Air Panama offers flights to about 20 domestic destinations, including Bocas del Toro and David. Copa Airlines offers flights between Panama City (Tocumen) and David.

By Train

Panamá Canal Railway Company has a scenic train route between Panama City and Colon. The first train made this trip in 1855 (though the line has since been abandoned and rebuilt in standard gauge) and it was the first interoceanic railway in the Americas, predating the transcontinental railroad in the US by a decade and a half. While the primary purpose of the railroad is the cargo business, a passenger train runs once per day and direction and is very much marketed as a luxury train, trying to justify the $25 one way fare.

By Car

Panama is in the south of Central America and can easily be discovered independently. The road system of Panama is in very good condition (for Central and South American standards). You can rent a car and drive it around the country if you are an excellent defensive driver. While traveling by car you can discover attractions that are hard or impossible to reach with public transportation.

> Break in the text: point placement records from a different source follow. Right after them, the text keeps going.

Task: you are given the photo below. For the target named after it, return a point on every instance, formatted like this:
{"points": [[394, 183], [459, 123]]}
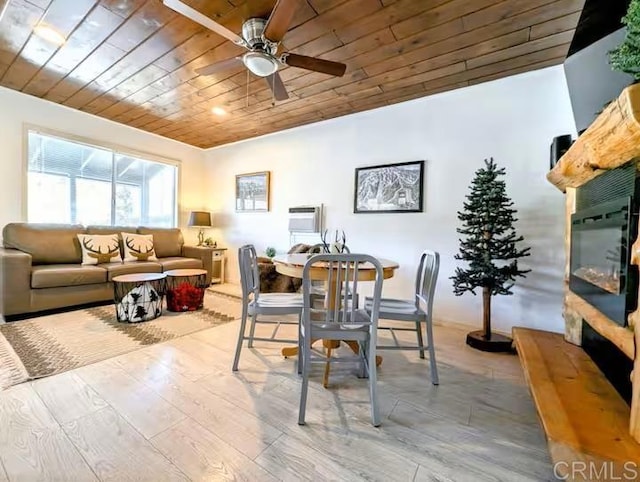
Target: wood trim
{"points": [[622, 337], [583, 417], [610, 142]]}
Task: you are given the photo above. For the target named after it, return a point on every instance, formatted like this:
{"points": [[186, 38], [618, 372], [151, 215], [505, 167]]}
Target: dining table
{"points": [[293, 265]]}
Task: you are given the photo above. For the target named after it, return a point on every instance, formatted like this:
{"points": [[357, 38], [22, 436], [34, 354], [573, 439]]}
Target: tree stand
{"points": [[483, 339]]}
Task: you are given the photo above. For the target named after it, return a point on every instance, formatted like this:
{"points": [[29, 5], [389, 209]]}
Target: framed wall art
{"points": [[389, 188], [252, 192]]}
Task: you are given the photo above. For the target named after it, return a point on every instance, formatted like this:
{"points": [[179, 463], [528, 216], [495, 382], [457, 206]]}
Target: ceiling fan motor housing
{"points": [[252, 31]]}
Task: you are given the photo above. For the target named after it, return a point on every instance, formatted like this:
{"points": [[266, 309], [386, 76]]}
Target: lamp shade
{"points": [[200, 218]]}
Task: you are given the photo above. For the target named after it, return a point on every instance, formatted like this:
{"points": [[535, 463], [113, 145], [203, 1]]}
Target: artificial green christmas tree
{"points": [[626, 58], [489, 248]]}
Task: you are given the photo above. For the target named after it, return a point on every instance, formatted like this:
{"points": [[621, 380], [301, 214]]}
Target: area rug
{"points": [[46, 345]]}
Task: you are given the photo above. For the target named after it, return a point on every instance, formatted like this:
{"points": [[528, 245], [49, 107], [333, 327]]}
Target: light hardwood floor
{"points": [[175, 411]]}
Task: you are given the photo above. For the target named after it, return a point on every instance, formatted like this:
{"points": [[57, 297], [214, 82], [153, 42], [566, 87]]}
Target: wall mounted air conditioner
{"points": [[305, 219]]}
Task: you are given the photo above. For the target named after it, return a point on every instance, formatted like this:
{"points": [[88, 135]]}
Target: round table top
{"points": [[138, 277], [293, 264], [177, 273]]}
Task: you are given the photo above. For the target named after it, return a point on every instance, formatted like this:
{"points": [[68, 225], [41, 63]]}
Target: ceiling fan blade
{"points": [[277, 86], [280, 20], [219, 66], [203, 20], [315, 64]]}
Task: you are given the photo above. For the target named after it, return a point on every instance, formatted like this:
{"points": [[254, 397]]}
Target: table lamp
{"points": [[200, 219]]}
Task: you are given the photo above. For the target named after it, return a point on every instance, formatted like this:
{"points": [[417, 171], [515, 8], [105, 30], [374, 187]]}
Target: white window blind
{"points": [[71, 182]]}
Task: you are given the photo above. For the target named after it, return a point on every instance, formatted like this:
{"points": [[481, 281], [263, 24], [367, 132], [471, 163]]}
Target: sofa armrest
{"points": [[15, 281], [204, 254]]}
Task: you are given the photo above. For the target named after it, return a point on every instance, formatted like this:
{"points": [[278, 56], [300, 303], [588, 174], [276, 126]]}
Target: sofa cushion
{"points": [[57, 275], [166, 241], [177, 262], [104, 230], [46, 243], [99, 248], [116, 269], [138, 247], [111, 229]]}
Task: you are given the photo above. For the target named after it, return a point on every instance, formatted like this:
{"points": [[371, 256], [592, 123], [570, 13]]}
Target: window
{"points": [[71, 182]]}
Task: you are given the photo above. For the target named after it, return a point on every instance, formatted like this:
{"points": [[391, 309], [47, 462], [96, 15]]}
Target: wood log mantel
{"points": [[610, 142]]}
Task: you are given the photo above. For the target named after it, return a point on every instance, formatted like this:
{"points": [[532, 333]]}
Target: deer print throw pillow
{"points": [[138, 247], [97, 248]]}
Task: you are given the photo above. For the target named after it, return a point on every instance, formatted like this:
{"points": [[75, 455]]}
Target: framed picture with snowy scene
{"points": [[389, 188]]}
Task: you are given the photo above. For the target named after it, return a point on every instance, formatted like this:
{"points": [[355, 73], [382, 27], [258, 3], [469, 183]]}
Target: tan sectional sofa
{"points": [[40, 265]]}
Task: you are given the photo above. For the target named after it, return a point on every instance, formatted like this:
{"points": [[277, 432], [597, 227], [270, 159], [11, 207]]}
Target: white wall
{"points": [[513, 120], [17, 109]]}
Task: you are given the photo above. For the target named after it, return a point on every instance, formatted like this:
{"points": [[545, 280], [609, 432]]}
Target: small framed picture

Panama City is more difficult to navigate than any big city in the United States, with terrible traffic jams at rush hours, few signs for names of streets, poor street design, and a lack of traffic lights at busy intersections. You must be aggressive about positioning your car to get anywhere, yet highly alert to erratic and irrational behavior by others. Drivers have little respect for or even knowledge of traffic laws, and drivers from North America or Western Europe will be stunned by their recklessness. In the rest of the country, driving is mostly stress-free.

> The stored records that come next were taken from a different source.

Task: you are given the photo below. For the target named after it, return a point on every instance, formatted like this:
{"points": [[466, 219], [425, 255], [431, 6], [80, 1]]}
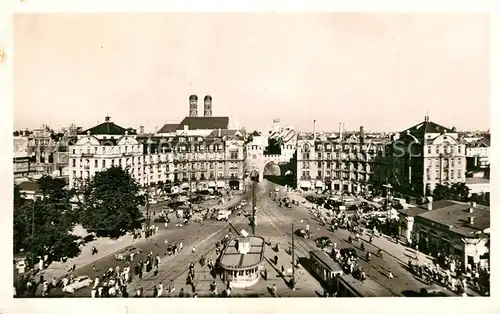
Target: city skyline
{"points": [[123, 65]]}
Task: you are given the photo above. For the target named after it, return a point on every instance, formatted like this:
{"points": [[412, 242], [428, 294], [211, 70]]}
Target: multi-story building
{"points": [[477, 151], [421, 157], [102, 147], [337, 162]]}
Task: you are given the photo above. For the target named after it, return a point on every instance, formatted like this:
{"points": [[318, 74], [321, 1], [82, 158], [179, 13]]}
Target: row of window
{"points": [[448, 149], [336, 175], [446, 175], [369, 147], [446, 162], [337, 166], [130, 162]]}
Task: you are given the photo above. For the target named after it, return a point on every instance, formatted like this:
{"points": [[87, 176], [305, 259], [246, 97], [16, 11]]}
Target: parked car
{"points": [[120, 256], [303, 233], [323, 242], [348, 251], [80, 282]]}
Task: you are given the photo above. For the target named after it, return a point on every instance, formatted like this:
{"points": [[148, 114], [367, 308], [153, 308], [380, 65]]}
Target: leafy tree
{"points": [[110, 203], [43, 226], [456, 192]]}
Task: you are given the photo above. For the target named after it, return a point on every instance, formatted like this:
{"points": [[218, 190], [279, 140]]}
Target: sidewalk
{"points": [[105, 247], [403, 253], [306, 285]]}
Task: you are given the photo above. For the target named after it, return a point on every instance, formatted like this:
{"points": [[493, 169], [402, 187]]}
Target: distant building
{"points": [[102, 147], [451, 228], [340, 163], [421, 157], [478, 185], [477, 151], [198, 153], [29, 189]]}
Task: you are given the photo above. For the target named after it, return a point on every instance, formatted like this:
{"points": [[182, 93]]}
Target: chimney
{"points": [[314, 129], [429, 204], [207, 112], [193, 106]]}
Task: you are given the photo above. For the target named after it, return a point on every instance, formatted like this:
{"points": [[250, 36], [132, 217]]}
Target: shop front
{"points": [[234, 184], [305, 185]]}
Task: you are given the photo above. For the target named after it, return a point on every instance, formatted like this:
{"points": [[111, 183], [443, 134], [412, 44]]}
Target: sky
{"points": [[381, 71]]}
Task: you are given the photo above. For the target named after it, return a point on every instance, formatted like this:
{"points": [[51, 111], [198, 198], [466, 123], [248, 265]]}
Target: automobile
{"points": [[348, 251], [323, 242], [121, 255], [303, 233], [78, 283], [353, 207]]}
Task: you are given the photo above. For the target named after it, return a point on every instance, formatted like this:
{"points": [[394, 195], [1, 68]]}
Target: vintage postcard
{"points": [[250, 155]]}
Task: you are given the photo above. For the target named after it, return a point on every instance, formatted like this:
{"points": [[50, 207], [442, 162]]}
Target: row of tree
{"points": [[108, 205]]}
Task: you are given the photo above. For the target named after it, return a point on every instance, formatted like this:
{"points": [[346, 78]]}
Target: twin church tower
{"points": [[193, 106]]}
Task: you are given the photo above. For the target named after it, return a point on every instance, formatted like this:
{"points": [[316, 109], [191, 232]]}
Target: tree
{"points": [[110, 203], [43, 226], [456, 192]]}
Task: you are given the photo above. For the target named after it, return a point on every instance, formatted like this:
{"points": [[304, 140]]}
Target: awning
{"points": [[305, 184]]}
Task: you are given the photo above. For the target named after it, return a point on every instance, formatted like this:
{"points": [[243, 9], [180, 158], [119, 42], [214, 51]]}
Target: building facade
{"points": [[477, 151], [454, 229], [340, 163], [420, 158], [102, 147]]}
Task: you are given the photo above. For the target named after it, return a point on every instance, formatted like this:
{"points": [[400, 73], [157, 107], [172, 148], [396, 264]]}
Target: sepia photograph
{"points": [[251, 155]]}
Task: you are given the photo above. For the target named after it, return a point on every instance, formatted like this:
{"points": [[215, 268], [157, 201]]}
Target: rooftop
{"points": [[427, 127], [455, 216], [168, 128], [232, 259], [108, 128], [474, 180], [412, 211], [204, 123], [29, 186]]}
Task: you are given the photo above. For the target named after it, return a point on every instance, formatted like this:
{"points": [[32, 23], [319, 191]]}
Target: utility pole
{"points": [[254, 205], [341, 163], [293, 259]]}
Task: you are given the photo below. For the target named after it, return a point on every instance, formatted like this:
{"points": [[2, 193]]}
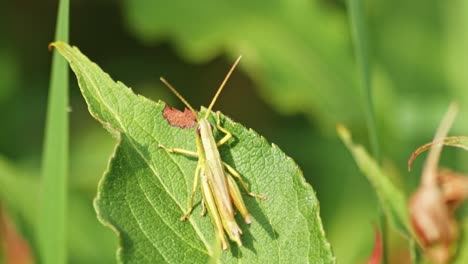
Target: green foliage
{"points": [[391, 198], [306, 78], [146, 190], [88, 241], [53, 203]]}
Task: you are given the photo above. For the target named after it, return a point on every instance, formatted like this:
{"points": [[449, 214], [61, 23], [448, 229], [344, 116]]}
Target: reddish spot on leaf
{"points": [[377, 252], [175, 117]]}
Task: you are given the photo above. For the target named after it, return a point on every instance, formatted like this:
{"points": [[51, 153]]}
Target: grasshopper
{"points": [[219, 190]]}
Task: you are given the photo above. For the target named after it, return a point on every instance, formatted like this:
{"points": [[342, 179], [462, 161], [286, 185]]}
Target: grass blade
{"points": [[361, 47], [359, 34], [53, 196]]}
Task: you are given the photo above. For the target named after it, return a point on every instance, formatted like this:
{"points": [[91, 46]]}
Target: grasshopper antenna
{"points": [[178, 95], [222, 86]]}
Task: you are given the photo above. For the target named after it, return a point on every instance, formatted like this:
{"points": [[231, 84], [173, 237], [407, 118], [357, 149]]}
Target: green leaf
{"points": [[53, 194], [146, 190], [88, 240], [462, 256], [296, 51], [391, 198]]}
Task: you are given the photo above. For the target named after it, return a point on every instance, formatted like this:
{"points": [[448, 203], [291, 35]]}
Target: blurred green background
{"points": [[297, 79]]}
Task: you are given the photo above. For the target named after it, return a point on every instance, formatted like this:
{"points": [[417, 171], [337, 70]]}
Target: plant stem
{"points": [[53, 196], [361, 48]]}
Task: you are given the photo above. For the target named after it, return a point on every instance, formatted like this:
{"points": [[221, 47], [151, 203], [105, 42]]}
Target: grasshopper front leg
{"points": [[179, 151], [192, 196], [234, 173], [227, 135], [195, 180]]}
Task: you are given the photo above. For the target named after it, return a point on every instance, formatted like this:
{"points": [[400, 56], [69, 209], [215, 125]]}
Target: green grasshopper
{"points": [[219, 190]]}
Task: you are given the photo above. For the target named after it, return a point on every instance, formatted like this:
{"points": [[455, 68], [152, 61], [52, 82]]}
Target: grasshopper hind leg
{"points": [[192, 196]]}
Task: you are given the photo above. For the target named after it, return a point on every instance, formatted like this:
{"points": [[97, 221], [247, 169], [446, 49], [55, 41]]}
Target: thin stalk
{"points": [[361, 48], [53, 195]]}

The Pan American Highway is paved for the entire length of the country, and has many roads which branch off to towns off the highway, most of which are paved, and most of the rest are still easily navigable in a sedan. However, road engineering standards are low, so be on the lookout for off camber turns, deep potholes, and sharp turns with no warning. It is highly recommended to drive well informed about your route. Use the detailed information which cochera andina provides on its site when planning your trip and check out road conditions, distances and travel times. On the road, don’t forget to take also a good road map with you.

For driving in Panama you need the driver’s license of your country but to avoid trouble at police controls it is better to have an international driver's license with you as well. The traffic rules are almost the same as in Europe or the U.S. Road signs are frequent. The speed limits are 40 km/h within cities, 80 km/h outside and 100 km/h on the highways. You will find gas stations all over Panama. A lot of stations are open around the clock. Three types of gasoline are available: unleaded, super and diesel.

By Bus

There are two kinds of buses in Panama: the ones you find on the highway, and "city buses" (Metrobuses, which replaced the Diablos Rojos (Red Devils).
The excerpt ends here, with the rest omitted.